If the stirrups aren’t rolled I can’t stand riding the saddle. It’s the first thing I get fixed.


----------



## Part-Boarder (Aug 17, 2019)

Thanks @Knave. Possible I could be putting more weight in that side. The saddles are well broken in and the stirrups do hang perpendicular ie turned so I don’t think that’s an issue though possibly stiffer on the left? 

@MeditativeRider I do sometimes get knee pain if my western stirrups are too short. The stirrups were a bit on the long side today as they were on the highest hole and still a bit longer than I would usually have them and I still had the ankle/foot pain.
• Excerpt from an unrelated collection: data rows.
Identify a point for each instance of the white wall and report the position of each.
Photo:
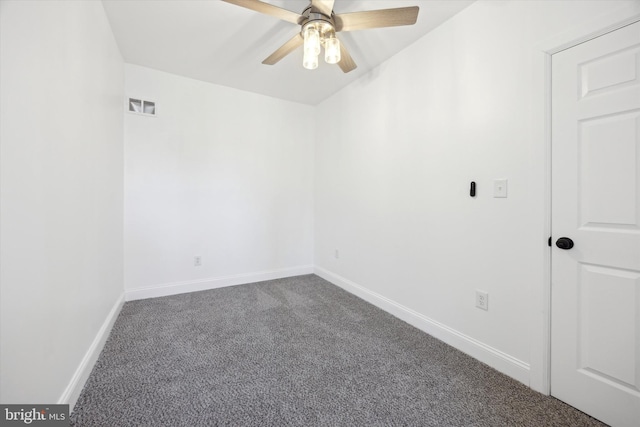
(393, 174)
(61, 186)
(219, 173)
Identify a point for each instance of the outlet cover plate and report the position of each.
(482, 300)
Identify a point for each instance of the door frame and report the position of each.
(540, 362)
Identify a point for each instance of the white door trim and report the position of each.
(540, 365)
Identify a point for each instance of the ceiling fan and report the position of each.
(319, 25)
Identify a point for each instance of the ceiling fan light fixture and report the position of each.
(311, 41)
(332, 50)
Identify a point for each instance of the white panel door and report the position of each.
(595, 307)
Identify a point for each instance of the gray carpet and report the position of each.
(294, 352)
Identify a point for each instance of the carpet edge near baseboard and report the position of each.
(72, 392)
(174, 288)
(498, 360)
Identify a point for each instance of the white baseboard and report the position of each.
(80, 376)
(498, 360)
(165, 289)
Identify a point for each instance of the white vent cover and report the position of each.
(141, 106)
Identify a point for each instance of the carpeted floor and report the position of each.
(294, 352)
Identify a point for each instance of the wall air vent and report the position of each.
(141, 106)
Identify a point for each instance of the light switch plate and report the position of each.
(500, 188)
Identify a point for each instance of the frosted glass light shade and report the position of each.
(311, 41)
(310, 61)
(332, 50)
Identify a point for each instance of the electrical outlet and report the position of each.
(500, 188)
(482, 300)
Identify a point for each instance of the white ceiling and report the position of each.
(221, 43)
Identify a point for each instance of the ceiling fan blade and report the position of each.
(284, 50)
(376, 18)
(346, 61)
(268, 9)
(323, 6)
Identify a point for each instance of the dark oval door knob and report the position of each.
(564, 243)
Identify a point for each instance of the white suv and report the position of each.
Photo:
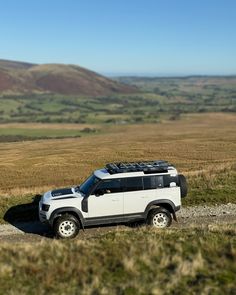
(119, 193)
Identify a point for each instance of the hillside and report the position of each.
(25, 78)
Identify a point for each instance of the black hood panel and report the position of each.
(61, 192)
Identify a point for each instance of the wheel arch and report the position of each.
(66, 210)
(164, 203)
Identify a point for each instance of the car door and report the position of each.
(135, 198)
(107, 199)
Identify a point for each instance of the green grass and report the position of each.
(11, 133)
(159, 99)
(134, 261)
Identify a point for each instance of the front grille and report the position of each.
(45, 207)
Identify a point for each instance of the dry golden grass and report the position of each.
(199, 146)
(145, 261)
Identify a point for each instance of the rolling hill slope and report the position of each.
(26, 78)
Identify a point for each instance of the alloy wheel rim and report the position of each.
(160, 220)
(67, 228)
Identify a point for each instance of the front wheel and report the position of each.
(66, 227)
(159, 218)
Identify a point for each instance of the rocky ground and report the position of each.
(187, 217)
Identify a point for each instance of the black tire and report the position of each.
(159, 218)
(66, 227)
(183, 186)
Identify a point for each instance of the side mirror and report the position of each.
(99, 193)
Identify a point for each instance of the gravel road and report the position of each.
(187, 216)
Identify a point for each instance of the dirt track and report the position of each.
(187, 217)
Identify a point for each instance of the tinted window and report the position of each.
(173, 180)
(109, 186)
(153, 182)
(87, 186)
(133, 184)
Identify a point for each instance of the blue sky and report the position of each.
(153, 37)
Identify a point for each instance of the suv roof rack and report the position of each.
(148, 167)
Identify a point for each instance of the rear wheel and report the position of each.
(66, 227)
(159, 218)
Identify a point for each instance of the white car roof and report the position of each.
(104, 174)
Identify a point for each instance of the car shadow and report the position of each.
(25, 218)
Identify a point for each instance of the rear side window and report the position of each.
(153, 182)
(109, 186)
(170, 181)
(133, 184)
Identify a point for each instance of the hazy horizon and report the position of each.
(130, 37)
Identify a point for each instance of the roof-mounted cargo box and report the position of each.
(147, 167)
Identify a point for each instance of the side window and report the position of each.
(153, 182)
(170, 181)
(133, 184)
(109, 186)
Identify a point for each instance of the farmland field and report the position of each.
(202, 146)
(122, 261)
(156, 99)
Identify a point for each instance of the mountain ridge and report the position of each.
(67, 79)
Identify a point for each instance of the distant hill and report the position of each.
(26, 78)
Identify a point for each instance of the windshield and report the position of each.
(89, 183)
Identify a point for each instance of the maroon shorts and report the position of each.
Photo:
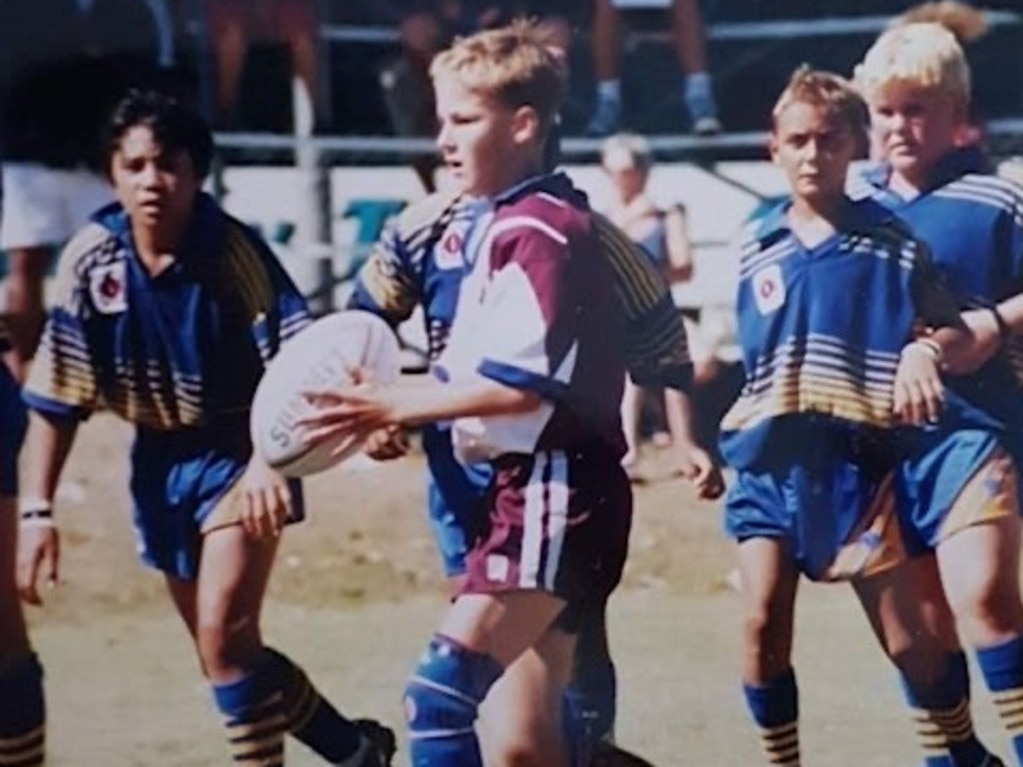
(559, 523)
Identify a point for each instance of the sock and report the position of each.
(609, 90)
(310, 718)
(589, 702)
(23, 715)
(774, 708)
(1003, 669)
(442, 702)
(254, 711)
(699, 95)
(588, 711)
(941, 713)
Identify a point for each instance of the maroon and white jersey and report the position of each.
(538, 312)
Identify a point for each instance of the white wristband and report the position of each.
(35, 512)
(930, 347)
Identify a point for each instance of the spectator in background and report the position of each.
(429, 27)
(64, 64)
(663, 234)
(234, 25)
(686, 33)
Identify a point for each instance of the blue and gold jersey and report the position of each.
(821, 328)
(180, 349)
(972, 223)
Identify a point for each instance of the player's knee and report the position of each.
(989, 614)
(766, 639)
(443, 696)
(226, 644)
(514, 748)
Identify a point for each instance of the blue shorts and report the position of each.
(948, 481)
(453, 497)
(837, 514)
(180, 482)
(13, 418)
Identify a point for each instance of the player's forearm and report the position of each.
(46, 447)
(428, 400)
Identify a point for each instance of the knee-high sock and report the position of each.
(310, 717)
(1003, 670)
(589, 704)
(941, 713)
(774, 708)
(254, 713)
(23, 715)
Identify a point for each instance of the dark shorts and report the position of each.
(559, 523)
(949, 481)
(183, 485)
(12, 424)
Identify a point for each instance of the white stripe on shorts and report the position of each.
(558, 508)
(544, 520)
(532, 521)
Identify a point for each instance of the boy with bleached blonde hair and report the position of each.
(959, 474)
(530, 380)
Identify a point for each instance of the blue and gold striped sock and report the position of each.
(23, 716)
(254, 712)
(774, 708)
(310, 717)
(1003, 669)
(941, 714)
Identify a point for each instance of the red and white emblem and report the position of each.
(768, 288)
(108, 287)
(449, 253)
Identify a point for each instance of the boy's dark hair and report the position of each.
(175, 127)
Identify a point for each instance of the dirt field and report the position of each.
(357, 592)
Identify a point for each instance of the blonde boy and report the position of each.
(530, 379)
(959, 476)
(812, 436)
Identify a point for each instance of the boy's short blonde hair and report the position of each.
(626, 150)
(922, 55)
(518, 65)
(828, 91)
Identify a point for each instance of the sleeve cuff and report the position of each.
(49, 406)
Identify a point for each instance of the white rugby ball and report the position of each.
(318, 358)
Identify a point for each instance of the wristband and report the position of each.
(932, 348)
(1004, 329)
(35, 512)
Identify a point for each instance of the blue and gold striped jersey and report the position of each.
(821, 328)
(972, 223)
(183, 348)
(420, 260)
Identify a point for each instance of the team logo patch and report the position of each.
(108, 287)
(450, 247)
(768, 288)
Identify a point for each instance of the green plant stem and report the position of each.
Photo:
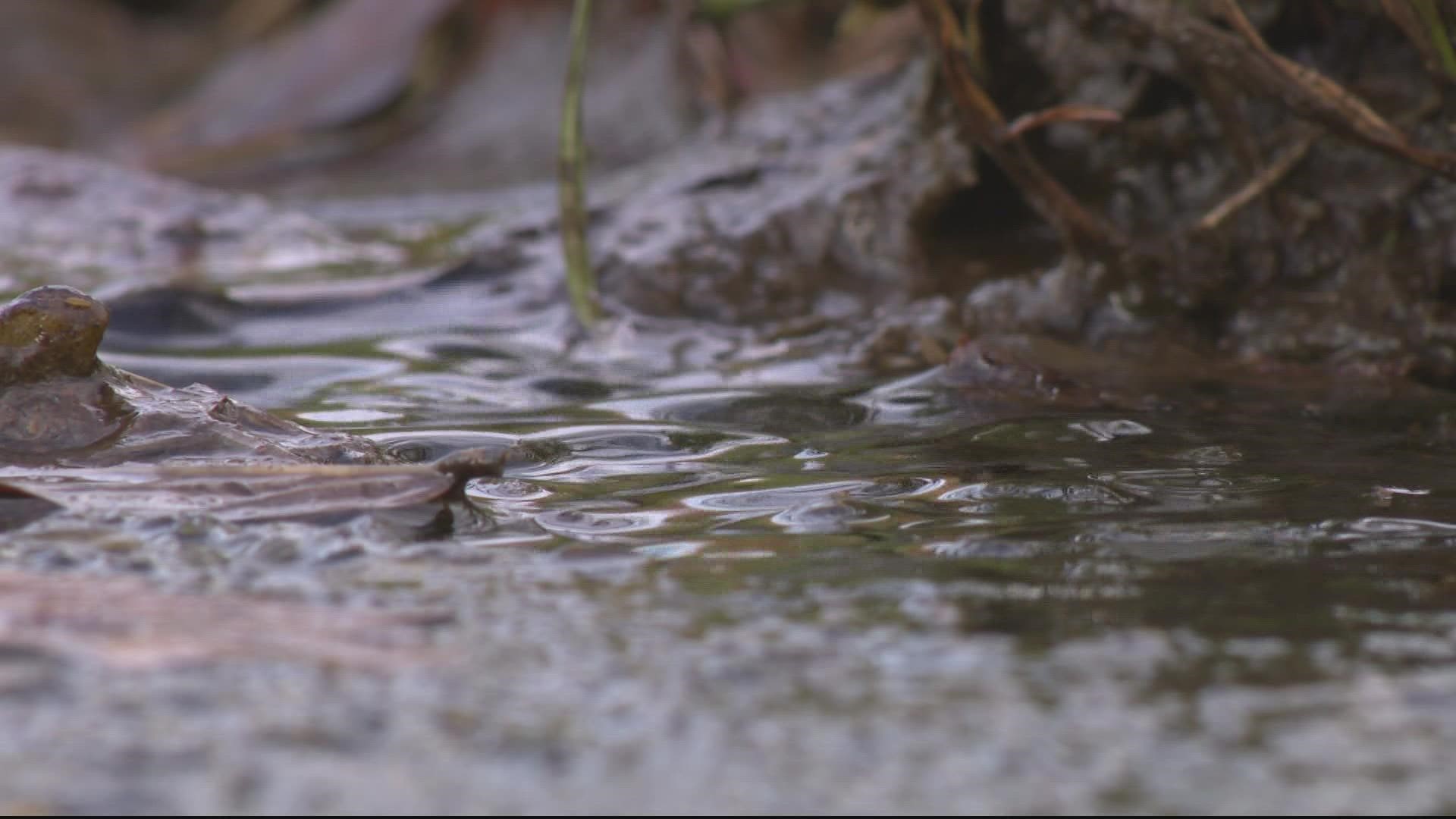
(582, 280)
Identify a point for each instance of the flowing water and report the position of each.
(726, 575)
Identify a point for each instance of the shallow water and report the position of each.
(724, 575)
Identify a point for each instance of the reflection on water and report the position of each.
(858, 594)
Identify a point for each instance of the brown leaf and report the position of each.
(124, 624)
(1071, 112)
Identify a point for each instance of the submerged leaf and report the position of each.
(126, 624)
(251, 493)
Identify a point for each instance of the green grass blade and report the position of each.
(582, 280)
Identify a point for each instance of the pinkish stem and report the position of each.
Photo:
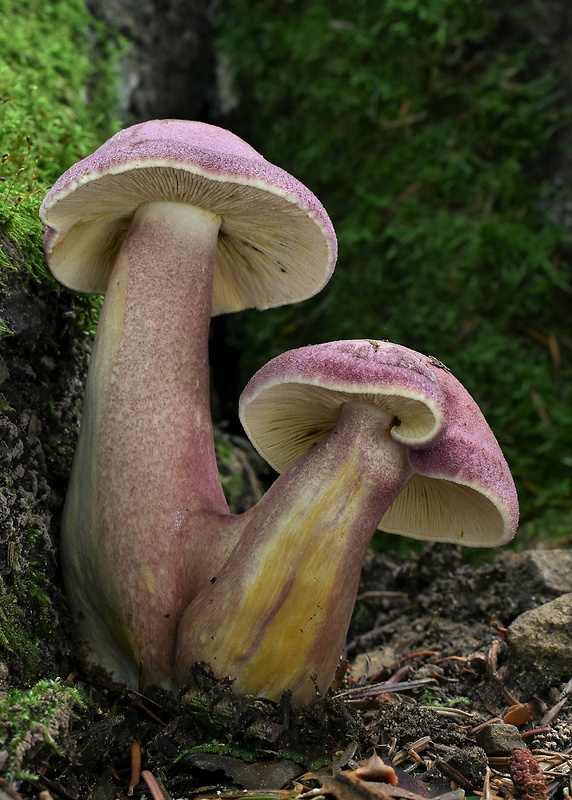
(277, 615)
(145, 463)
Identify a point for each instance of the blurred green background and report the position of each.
(425, 128)
(428, 129)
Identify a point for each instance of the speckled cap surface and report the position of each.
(276, 242)
(462, 490)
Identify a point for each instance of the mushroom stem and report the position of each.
(277, 615)
(145, 461)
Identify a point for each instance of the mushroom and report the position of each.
(366, 434)
(174, 221)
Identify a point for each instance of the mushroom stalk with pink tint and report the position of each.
(174, 221)
(277, 615)
(366, 434)
(146, 446)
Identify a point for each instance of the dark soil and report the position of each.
(428, 669)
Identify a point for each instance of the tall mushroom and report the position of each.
(365, 433)
(174, 221)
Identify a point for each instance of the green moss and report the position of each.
(57, 103)
(423, 128)
(35, 720)
(26, 618)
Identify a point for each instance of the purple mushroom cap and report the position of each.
(276, 242)
(461, 491)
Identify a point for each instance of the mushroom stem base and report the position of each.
(278, 613)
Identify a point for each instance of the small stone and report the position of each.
(540, 645)
(499, 739)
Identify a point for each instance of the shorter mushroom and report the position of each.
(367, 434)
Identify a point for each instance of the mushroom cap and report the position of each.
(461, 491)
(276, 242)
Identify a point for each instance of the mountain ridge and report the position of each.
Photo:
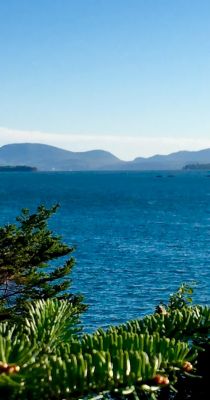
(51, 158)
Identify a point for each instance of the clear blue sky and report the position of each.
(131, 76)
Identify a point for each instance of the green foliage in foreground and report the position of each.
(27, 250)
(44, 358)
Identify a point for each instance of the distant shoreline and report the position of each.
(17, 168)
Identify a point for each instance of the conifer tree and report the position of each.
(28, 250)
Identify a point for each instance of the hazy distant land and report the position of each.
(49, 158)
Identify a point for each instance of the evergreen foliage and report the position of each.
(27, 250)
(42, 357)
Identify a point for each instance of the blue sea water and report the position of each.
(138, 235)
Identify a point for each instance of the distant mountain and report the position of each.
(172, 161)
(50, 158)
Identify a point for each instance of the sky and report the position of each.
(128, 76)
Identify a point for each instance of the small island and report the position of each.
(197, 166)
(17, 168)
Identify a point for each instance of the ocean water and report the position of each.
(138, 235)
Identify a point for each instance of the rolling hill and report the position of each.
(50, 158)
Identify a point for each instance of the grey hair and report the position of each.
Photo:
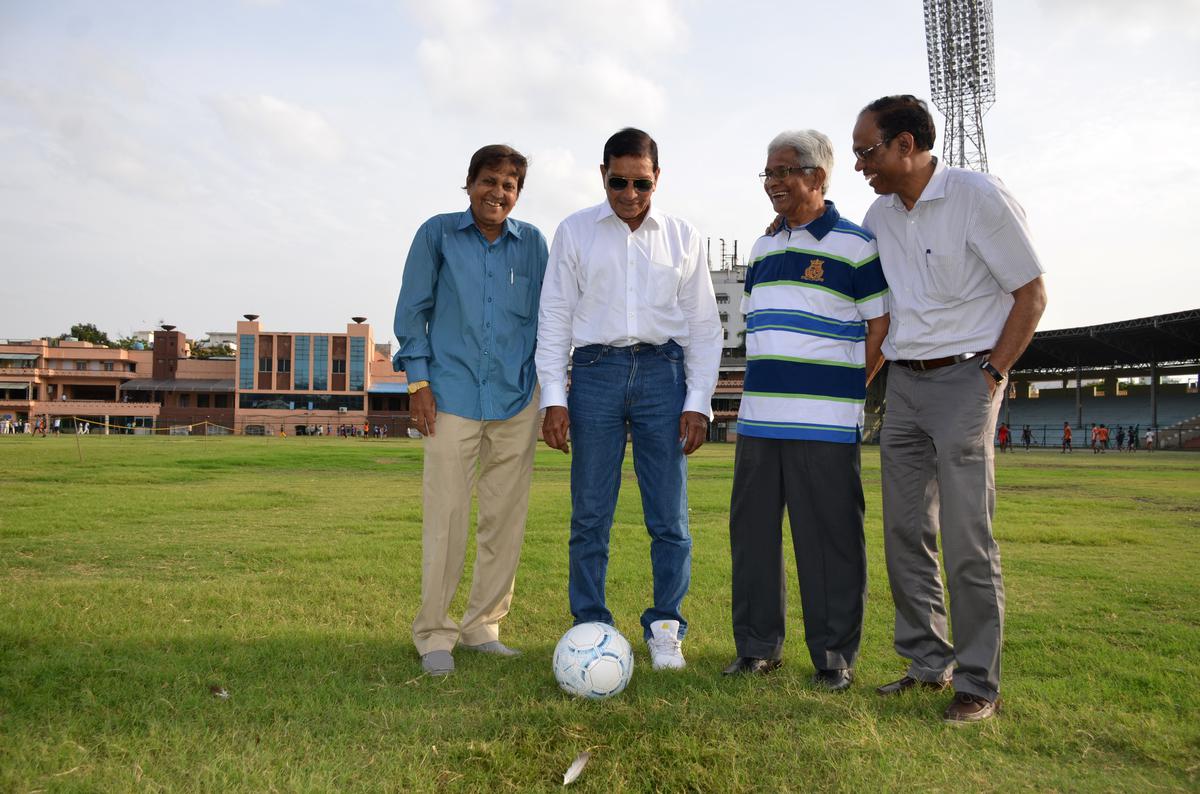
(811, 148)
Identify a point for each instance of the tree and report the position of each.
(205, 349)
(88, 332)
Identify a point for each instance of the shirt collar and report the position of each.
(819, 227)
(510, 226)
(653, 217)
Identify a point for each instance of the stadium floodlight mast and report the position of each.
(961, 76)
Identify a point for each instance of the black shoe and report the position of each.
(751, 666)
(835, 680)
(907, 683)
(970, 708)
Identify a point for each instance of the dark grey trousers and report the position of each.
(937, 473)
(820, 485)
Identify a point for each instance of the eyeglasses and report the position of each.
(867, 152)
(640, 185)
(784, 172)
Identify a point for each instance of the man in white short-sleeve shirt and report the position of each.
(966, 296)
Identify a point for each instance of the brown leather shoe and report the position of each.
(907, 683)
(970, 708)
(751, 666)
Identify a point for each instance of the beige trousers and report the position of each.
(496, 456)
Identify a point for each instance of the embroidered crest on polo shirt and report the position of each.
(815, 270)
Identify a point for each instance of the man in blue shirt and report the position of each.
(467, 324)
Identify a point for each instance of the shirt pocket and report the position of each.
(945, 276)
(520, 295)
(661, 284)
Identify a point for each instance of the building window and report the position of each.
(358, 362)
(246, 361)
(301, 356)
(321, 362)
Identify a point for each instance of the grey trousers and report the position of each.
(937, 471)
(820, 485)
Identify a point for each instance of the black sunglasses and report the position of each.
(640, 185)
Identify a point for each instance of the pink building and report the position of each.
(292, 382)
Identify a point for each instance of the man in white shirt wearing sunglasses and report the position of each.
(628, 288)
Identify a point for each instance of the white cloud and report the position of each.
(270, 126)
(544, 60)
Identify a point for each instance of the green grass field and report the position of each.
(138, 572)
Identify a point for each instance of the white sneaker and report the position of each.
(664, 644)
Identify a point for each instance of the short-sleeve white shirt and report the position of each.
(952, 263)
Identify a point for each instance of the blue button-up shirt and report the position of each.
(467, 314)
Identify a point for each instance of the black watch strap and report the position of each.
(996, 374)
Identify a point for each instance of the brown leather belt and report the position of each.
(936, 364)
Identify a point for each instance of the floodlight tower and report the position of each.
(961, 74)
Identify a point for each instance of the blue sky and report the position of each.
(191, 162)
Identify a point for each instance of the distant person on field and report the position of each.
(467, 323)
(801, 420)
(966, 296)
(628, 289)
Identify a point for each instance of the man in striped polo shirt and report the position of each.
(816, 307)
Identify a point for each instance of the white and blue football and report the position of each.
(593, 660)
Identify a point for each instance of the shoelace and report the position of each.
(665, 645)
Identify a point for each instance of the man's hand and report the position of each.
(693, 429)
(423, 407)
(556, 428)
(991, 383)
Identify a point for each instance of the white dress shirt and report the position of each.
(952, 263)
(606, 284)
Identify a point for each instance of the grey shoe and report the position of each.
(438, 662)
(495, 647)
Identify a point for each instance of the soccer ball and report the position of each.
(593, 661)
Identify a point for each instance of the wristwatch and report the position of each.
(996, 374)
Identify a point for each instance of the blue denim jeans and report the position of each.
(636, 390)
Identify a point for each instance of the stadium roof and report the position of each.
(1164, 338)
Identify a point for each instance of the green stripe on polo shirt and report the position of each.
(790, 396)
(817, 361)
(857, 337)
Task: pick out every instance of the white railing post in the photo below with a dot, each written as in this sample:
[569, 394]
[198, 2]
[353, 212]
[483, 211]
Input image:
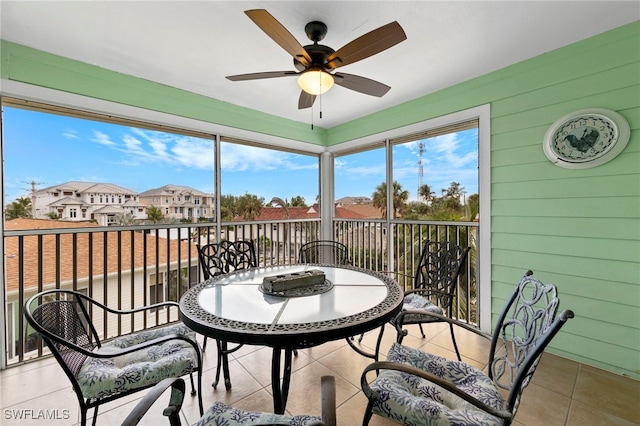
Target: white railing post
[327, 195]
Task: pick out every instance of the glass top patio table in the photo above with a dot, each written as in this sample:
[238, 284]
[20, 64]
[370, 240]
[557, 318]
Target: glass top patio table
[234, 308]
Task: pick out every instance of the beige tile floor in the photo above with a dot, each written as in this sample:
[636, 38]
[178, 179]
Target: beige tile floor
[561, 393]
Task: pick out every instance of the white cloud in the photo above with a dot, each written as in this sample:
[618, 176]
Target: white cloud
[239, 158]
[102, 139]
[70, 134]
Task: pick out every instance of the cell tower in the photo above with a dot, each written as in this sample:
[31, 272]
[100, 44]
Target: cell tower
[420, 169]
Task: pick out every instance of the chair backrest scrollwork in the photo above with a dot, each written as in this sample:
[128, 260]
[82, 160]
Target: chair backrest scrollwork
[438, 269]
[226, 256]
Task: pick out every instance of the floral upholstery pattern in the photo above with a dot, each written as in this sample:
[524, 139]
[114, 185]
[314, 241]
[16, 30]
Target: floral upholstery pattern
[100, 377]
[411, 400]
[220, 414]
[416, 302]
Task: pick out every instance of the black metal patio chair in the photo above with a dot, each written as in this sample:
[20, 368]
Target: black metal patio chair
[434, 287]
[223, 258]
[415, 387]
[221, 414]
[324, 251]
[103, 370]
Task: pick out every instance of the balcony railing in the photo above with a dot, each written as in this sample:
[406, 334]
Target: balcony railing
[131, 266]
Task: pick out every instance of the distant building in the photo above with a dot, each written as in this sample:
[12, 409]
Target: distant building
[354, 200]
[101, 265]
[179, 202]
[82, 201]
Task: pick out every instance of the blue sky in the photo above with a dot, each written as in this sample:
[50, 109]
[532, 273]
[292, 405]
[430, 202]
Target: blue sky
[49, 149]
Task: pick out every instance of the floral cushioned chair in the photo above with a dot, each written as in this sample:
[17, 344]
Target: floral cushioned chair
[220, 414]
[104, 371]
[223, 258]
[417, 388]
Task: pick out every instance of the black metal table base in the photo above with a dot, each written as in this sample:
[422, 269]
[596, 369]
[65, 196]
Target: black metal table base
[281, 389]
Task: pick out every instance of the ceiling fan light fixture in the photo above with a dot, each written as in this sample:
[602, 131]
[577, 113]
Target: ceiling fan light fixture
[315, 81]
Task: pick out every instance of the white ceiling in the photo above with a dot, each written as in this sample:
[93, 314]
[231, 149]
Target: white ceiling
[193, 45]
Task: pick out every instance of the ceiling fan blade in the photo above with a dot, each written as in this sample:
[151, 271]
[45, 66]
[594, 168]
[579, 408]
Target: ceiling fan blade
[260, 75]
[361, 84]
[279, 34]
[306, 100]
[367, 45]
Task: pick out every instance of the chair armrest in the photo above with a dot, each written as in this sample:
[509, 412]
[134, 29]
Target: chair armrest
[405, 368]
[135, 310]
[443, 318]
[130, 349]
[144, 345]
[173, 409]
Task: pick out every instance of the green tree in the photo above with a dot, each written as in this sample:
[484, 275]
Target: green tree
[426, 193]
[283, 205]
[228, 207]
[154, 214]
[400, 197]
[21, 207]
[415, 210]
[249, 206]
[298, 201]
[473, 205]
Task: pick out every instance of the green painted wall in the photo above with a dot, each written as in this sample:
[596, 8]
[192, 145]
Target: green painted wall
[579, 229]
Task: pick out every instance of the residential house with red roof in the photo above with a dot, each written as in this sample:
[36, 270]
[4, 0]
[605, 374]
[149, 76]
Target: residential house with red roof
[125, 268]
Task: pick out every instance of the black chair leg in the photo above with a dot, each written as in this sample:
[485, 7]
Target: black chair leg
[421, 331]
[453, 339]
[218, 366]
[95, 416]
[193, 386]
[367, 414]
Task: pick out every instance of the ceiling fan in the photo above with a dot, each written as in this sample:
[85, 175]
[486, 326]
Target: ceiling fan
[316, 63]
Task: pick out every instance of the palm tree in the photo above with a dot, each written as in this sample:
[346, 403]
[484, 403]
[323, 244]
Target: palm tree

Thanks for the exercises - I have never tried strengthening my ankles so I’ll give that a try.


----------



## MeditativeRider (Feb 5, 2019)

I started doing general foot/ankle strengthening stuff with my daughter because she does ballet and had to go to the podiatrist a lot between ages 7 and 12 for various things when she was not quite strong enough in her feet.

These ones are also good. They kind of race through the exercises so you need to pause it to get your number of reps in.


----------



## Horsef (May 1, 2014)

Is it any Western saddle or a specific one or two?


----------



## Luna’s rider (Jan 23, 2021)

I get the same if I ride on a western saddle for longer than 2 hours. Only one side. Never with English saddle. My whole foot starts throbbing. Such a mystery. I suspect I lean or one leg is longer than the other.


----------



## Part-Boarder (Aug 17, 2019)

Luna’s rider said:


> I get the same if I ride on a western saddle for longer than 2 hours. Only one side. Never with English saddle. My whole foot starts throbbing. Such a mystery. I suspect I lean or one leg is longer than the other.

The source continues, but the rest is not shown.